We went to the Fetal Care Center at Cardinal Glennon, and after many tests (genetics normal, heart normal, growth normal) we were told that Anya’s case was very severe. Her liver was in the lung cavity along with her stomach and intestines, and her lung volume was 21% of normal. The neonatologist told us she would ‘always be behind the eight ball’ and that it would be ‘ethically optional’ to attempt treatment at birth. His concern was primarily separating her from us in a transfer, as he felt she would more than likely die shortly after birth.

Thankfully, weeks before, in one of my obsessive-compulsive search of the internet for CDH stories, I had found Dr. David Kays at Shands Medical Center in Gainesville Florida. He had a 92% success rate with CDH babies, national average was somewhere around 50%. I had contacted the office, and the same day, THE SAME DAY, mind you, Dr. Kays called me himself and we discussed Anya’s case for over 30 minutes. From what I was able to tell him he thought she would have a chance.

So a when the neonatologist at Glennon tried to prepare us for the death of our child three months before she was born, I did not cry. I asked the doctor and the counselor they had thoughtfully provided to leave the room. Adam and I faced each other and decided we were not done. We were not giving up on Anya, and we were not going to let anyone else give up on her either.

We flew to Gainesville when I was 26 weeks pregnant to see Dr. Kays. He spent 3 hours, THREE HOURS, discussing Anya’s case. Yes, she was severe, yes, she would be a challenge, but she did have a chance. He thought perhaps 65% chance at survival and 90% chance if she survived that she would lead a normal life. He was, he is, such a contrast to what we heard at Glennon- he lined up to us his expectation to how her care would progress after birth- immediate intubation, of course, but then surgery hopefully within 48 hours of birth. She will more than likely need ECMO (heart and lung bypass). The first six weeks are the saving the baby’s life period, and the second six weeks are working on feeding issues and growth.
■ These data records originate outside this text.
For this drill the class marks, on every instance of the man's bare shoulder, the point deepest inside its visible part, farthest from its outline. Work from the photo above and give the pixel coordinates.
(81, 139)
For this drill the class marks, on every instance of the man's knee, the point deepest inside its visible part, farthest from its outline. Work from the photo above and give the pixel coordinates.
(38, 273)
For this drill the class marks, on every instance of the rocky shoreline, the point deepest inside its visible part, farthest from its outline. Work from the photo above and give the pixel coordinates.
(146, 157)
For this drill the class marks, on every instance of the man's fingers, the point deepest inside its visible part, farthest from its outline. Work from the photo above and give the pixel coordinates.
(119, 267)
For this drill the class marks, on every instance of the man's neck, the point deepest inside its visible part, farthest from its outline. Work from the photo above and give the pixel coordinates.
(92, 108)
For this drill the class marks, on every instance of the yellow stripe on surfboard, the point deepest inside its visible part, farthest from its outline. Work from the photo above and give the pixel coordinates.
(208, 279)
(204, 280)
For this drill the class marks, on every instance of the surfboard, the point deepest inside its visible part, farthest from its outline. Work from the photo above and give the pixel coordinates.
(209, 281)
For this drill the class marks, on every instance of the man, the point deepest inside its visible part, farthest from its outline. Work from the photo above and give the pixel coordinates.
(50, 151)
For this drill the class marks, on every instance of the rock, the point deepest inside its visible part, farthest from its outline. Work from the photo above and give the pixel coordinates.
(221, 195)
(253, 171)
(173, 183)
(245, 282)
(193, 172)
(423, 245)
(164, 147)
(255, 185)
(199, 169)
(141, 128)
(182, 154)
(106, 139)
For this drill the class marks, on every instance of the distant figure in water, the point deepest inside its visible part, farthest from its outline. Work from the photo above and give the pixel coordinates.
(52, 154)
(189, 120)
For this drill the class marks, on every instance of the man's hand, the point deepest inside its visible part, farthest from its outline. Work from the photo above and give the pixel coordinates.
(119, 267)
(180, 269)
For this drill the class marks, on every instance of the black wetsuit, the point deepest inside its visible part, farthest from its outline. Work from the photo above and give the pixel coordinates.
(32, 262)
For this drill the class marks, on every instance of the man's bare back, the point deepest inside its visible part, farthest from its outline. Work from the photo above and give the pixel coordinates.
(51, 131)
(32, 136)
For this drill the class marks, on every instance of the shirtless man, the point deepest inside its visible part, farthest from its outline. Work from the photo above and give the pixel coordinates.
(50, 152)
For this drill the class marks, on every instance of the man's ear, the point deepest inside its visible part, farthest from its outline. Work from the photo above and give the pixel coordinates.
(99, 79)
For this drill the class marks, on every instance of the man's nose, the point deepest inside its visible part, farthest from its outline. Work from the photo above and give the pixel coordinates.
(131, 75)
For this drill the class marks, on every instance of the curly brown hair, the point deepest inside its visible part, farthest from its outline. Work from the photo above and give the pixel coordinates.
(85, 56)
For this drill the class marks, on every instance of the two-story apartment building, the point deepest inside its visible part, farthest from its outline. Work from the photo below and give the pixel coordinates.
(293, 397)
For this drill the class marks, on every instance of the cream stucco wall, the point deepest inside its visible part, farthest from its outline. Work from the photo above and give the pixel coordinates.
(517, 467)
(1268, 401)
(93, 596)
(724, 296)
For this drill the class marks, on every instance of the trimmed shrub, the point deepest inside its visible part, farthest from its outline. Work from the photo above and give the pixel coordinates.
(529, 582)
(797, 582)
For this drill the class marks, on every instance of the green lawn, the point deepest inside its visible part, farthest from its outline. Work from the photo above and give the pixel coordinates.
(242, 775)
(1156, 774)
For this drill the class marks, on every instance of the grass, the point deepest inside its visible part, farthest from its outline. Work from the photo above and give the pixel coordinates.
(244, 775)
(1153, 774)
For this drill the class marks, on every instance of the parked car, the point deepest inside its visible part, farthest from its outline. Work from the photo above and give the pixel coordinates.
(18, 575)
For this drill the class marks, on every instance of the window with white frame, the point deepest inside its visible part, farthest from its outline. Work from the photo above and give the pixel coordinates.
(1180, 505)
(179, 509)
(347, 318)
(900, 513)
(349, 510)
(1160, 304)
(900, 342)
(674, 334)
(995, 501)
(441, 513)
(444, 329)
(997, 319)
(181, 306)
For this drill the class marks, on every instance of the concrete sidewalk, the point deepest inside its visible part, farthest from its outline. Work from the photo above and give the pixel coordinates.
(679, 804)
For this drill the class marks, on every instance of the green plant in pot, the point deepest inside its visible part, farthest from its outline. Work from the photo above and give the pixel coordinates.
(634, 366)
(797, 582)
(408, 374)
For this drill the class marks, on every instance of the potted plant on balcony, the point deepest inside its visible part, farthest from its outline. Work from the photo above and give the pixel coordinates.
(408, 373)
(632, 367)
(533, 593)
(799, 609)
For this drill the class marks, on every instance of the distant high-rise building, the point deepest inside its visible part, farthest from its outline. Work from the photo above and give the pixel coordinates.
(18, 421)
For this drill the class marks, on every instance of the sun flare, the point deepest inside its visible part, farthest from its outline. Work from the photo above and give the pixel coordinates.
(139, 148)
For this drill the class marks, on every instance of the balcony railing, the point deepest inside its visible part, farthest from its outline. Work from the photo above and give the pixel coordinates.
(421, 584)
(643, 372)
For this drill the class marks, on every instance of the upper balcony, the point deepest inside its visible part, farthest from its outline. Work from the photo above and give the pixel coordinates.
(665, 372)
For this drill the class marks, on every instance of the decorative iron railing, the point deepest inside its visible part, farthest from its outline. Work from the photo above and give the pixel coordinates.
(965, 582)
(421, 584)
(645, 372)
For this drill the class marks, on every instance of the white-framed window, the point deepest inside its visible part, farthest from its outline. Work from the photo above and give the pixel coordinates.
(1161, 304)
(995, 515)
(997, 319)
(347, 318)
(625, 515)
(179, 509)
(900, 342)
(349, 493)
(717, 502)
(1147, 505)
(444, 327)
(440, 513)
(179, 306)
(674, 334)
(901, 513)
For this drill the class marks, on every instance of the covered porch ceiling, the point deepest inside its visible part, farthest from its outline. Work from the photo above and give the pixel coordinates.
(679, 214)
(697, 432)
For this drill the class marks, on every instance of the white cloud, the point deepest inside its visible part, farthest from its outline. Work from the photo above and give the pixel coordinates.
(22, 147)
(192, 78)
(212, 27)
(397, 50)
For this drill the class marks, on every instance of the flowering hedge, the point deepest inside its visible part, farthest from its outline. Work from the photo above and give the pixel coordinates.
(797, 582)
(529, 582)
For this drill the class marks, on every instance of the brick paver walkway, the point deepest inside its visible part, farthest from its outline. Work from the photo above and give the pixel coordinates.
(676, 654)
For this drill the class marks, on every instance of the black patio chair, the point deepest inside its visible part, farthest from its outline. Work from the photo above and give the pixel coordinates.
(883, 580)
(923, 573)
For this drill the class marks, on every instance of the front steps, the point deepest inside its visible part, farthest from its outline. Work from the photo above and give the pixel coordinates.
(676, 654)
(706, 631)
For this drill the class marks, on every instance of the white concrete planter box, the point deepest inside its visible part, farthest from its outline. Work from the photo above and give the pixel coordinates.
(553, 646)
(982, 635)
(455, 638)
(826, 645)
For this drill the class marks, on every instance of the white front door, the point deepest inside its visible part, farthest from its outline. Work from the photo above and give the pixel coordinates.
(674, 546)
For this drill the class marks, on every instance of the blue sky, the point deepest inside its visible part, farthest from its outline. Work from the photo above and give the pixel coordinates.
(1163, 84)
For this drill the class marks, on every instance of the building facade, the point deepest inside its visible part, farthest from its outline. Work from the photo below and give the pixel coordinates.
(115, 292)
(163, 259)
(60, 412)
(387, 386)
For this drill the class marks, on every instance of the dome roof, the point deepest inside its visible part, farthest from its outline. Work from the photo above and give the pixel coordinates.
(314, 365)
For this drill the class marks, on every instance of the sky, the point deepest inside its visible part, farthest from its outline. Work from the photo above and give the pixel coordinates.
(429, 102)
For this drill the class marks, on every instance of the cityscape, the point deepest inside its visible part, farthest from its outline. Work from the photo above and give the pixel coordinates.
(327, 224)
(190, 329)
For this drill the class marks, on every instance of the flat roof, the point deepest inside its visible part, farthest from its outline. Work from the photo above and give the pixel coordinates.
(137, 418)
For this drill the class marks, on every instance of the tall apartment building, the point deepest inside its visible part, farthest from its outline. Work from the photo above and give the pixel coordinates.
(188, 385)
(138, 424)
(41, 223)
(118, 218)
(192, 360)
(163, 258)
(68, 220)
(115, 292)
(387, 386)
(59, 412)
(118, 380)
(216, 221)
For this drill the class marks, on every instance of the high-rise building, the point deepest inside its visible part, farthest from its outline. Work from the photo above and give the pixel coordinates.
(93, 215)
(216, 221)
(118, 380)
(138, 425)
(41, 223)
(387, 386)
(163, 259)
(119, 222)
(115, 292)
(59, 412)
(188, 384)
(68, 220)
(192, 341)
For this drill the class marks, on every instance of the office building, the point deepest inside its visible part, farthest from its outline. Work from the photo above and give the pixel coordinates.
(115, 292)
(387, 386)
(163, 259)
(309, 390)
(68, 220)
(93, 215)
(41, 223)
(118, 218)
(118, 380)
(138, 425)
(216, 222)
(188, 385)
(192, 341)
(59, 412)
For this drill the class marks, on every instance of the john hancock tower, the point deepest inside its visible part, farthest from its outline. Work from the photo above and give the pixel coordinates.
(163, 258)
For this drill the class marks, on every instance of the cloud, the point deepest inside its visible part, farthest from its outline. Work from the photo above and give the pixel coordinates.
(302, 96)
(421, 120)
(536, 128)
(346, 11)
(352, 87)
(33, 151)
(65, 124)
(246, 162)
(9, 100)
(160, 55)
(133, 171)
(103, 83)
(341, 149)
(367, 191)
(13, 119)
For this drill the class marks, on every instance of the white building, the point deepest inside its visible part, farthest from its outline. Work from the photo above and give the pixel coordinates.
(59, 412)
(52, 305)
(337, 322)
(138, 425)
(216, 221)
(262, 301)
CDH babies have lots of feeding issues; they often have severe reflux, because the stomach is all kinked up they are not able to swallow in the womb, then they spend the first several weeks with tubes in their mouths. Many go home on oxygen and tube feeding.

I could care less about how long she is on ECMO, if she needs tube feeding, or oxygen. I can work with that, especially if I get a live, trouble-making child out of it. I am sure at the time I will curse God and the heavens, but it will be a short term problem if she survives.

Right now I am 27 weeks, and in the process of getting a backup plan here in STL if I go into premature labor- I see specialists at Children’s next week. I don’t mean to make Glennon sound like a bad place, I know they do good work every day, but they do not have the expertise or the confidence that they can treat Anya effectively; therefore I will not let them have anything to do with her. I go to Gainesville for a follow up OB appointment on June 11th, and I will be induced later that week. My due date is July 4th, but she will be full term even delivering that early.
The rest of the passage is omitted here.